19. Remnant: From the Ashes

Gunfire Games; Windows, PS4, Xbox One

More Destiny? Meh. More Borderlands? Nah. Give us more Remnant: From the Ashes.

This modest third-person combat game takes all of the lessons a development team could possibly learn from Destiny 2, Monster Hunter, and Dark Souls, then funnels them together into a co-op combat experience that I keep returning to with my favorite online battling buddies. There’s a real grace to Remnant’s semi-randomized combat onslaught.
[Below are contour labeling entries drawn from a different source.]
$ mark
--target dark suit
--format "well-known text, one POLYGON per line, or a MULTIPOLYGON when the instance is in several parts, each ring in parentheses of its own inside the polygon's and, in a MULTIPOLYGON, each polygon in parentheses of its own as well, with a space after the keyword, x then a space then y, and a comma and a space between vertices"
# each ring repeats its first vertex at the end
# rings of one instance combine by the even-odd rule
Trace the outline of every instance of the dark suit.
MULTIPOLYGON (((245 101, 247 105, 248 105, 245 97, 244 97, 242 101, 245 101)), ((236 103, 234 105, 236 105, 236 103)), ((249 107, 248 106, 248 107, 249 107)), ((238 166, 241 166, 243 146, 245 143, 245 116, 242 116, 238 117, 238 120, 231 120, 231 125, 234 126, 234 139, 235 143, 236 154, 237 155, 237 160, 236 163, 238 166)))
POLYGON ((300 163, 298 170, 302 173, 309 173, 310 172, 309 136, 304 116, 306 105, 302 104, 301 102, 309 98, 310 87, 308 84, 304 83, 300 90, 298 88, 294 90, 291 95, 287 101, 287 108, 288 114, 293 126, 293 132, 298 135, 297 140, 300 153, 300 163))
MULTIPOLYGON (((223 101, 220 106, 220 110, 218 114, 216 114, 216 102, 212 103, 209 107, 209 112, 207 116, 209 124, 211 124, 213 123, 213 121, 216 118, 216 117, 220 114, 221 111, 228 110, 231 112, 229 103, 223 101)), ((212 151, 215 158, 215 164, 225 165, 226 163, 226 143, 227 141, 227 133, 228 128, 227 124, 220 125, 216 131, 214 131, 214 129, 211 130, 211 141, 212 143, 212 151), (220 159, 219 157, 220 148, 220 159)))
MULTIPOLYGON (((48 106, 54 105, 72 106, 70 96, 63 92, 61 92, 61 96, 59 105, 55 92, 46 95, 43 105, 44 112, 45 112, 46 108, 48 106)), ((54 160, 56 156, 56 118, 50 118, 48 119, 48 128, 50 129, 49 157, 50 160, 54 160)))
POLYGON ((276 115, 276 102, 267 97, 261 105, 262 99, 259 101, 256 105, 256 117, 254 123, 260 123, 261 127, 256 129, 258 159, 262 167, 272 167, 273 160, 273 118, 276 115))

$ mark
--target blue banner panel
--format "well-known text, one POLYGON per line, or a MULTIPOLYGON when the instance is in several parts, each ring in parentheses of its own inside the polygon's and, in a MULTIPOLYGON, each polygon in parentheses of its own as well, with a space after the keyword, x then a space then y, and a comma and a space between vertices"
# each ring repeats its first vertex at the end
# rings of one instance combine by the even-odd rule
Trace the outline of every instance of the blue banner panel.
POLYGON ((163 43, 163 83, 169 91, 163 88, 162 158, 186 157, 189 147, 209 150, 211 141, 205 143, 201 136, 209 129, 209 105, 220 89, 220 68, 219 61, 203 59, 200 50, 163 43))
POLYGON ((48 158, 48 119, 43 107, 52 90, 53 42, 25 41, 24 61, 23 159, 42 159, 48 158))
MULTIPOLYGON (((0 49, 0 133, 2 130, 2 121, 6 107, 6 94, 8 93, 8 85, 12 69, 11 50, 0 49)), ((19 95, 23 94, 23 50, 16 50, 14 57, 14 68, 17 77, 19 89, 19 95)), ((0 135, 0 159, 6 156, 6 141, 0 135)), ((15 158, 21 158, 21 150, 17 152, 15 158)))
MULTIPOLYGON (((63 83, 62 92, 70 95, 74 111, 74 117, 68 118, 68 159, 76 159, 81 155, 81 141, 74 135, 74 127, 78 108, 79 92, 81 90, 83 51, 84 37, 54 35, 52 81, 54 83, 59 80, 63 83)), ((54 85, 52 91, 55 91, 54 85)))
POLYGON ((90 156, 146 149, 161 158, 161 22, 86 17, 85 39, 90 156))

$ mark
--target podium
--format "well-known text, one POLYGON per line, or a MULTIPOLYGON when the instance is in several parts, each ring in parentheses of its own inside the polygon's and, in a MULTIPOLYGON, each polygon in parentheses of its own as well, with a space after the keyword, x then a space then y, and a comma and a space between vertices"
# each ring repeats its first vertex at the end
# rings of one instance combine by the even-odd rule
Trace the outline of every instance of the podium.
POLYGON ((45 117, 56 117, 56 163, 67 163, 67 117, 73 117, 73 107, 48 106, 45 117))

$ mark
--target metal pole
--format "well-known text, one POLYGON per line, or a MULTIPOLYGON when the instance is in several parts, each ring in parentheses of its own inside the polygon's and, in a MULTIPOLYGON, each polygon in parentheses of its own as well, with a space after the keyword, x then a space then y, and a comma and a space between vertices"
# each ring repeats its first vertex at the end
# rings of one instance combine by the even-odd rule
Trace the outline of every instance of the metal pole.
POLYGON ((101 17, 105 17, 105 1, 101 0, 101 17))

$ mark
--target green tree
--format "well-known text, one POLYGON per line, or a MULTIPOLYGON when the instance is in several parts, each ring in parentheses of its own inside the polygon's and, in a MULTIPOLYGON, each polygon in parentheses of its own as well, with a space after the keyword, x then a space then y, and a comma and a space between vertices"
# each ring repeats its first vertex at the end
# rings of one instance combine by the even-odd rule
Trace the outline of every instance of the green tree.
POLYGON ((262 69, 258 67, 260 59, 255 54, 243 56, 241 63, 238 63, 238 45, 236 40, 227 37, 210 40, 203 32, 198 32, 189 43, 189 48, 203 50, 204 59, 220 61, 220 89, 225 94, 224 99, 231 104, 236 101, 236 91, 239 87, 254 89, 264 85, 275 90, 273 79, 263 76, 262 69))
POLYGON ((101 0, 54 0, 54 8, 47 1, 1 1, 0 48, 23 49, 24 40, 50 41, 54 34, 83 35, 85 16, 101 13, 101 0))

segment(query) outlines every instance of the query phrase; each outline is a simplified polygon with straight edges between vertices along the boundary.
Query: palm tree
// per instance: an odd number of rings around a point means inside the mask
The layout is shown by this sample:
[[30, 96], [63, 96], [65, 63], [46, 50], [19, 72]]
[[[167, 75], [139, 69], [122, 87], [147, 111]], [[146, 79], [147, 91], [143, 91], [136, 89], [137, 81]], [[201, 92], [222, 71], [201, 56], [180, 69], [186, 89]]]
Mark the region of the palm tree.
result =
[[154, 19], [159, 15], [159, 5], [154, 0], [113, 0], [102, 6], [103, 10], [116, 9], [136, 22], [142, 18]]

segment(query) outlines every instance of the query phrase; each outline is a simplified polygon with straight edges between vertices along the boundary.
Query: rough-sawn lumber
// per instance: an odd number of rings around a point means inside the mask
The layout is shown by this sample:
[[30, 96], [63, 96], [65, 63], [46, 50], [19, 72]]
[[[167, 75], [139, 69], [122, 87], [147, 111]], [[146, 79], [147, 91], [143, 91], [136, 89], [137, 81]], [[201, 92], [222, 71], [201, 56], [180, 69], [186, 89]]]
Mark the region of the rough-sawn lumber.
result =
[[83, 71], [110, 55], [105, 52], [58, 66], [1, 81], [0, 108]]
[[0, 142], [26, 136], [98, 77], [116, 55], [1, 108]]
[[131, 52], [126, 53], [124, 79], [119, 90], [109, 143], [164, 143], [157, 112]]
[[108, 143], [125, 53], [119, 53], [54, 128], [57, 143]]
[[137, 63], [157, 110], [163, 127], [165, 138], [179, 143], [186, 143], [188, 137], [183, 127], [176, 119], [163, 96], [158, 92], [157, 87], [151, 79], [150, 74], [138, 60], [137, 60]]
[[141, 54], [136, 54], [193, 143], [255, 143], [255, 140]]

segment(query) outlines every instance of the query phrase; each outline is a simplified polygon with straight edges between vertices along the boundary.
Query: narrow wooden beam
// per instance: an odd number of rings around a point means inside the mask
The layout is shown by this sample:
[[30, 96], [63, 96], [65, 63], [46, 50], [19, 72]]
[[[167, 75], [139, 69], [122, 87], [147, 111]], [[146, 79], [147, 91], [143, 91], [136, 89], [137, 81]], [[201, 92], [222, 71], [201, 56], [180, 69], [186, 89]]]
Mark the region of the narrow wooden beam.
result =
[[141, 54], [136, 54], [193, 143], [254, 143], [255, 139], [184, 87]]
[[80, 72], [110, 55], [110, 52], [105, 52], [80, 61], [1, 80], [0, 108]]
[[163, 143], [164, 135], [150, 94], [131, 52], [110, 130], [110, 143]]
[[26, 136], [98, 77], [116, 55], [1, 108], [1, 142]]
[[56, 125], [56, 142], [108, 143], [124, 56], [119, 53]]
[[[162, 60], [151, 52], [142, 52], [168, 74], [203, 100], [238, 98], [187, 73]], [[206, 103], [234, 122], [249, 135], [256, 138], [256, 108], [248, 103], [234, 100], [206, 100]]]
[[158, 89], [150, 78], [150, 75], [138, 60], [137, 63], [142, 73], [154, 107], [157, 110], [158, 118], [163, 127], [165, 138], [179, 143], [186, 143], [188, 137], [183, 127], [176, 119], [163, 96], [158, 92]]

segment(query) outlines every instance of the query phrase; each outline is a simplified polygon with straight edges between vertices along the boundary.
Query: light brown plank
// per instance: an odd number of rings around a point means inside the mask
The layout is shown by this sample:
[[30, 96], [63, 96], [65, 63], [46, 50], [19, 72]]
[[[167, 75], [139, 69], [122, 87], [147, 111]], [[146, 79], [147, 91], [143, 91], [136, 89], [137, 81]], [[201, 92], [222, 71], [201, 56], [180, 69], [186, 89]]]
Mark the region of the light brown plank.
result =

You’ll march through a randomly generated town instance one moment, picking through its every corner for useful loot while contending with surprise-spawn enemies, then find a door that warps you to either a randomized or pre-made instance of more intense foes (or even one of its many incredible boss battles).

After every particularly brutal battle, the game is wise enough to drop an accordion-squeeze cool-down of traversal and simpler combat before ramping things up again. And at any point, it’s easy for a trio of friends to warp to a base and unpack a mix of weapon purchases and plot reveals in ways that should particularly embarrass the devs who famously bungled the very same thing in Anthem.

This basic formula, which constantly keeps a group of friends exploring and fighting without any aimless wandering through open worlds, is anchored by a tremendous mix and balance of ammo-limited firearms and brutal-and-slow, Souls-like melee implements. Remnant is generous enough to let players customize their loadouts to specialize in either gunplay or swordsmanship, but you won’t get far without juggling each weapon extreme. Plus, it’s easy enough for friends to bring on a random partner or newbie thanks to intelligently scaling combat, so it’s that much easier to party up and play Remnant in its ideal, three-fighter state at any given moment.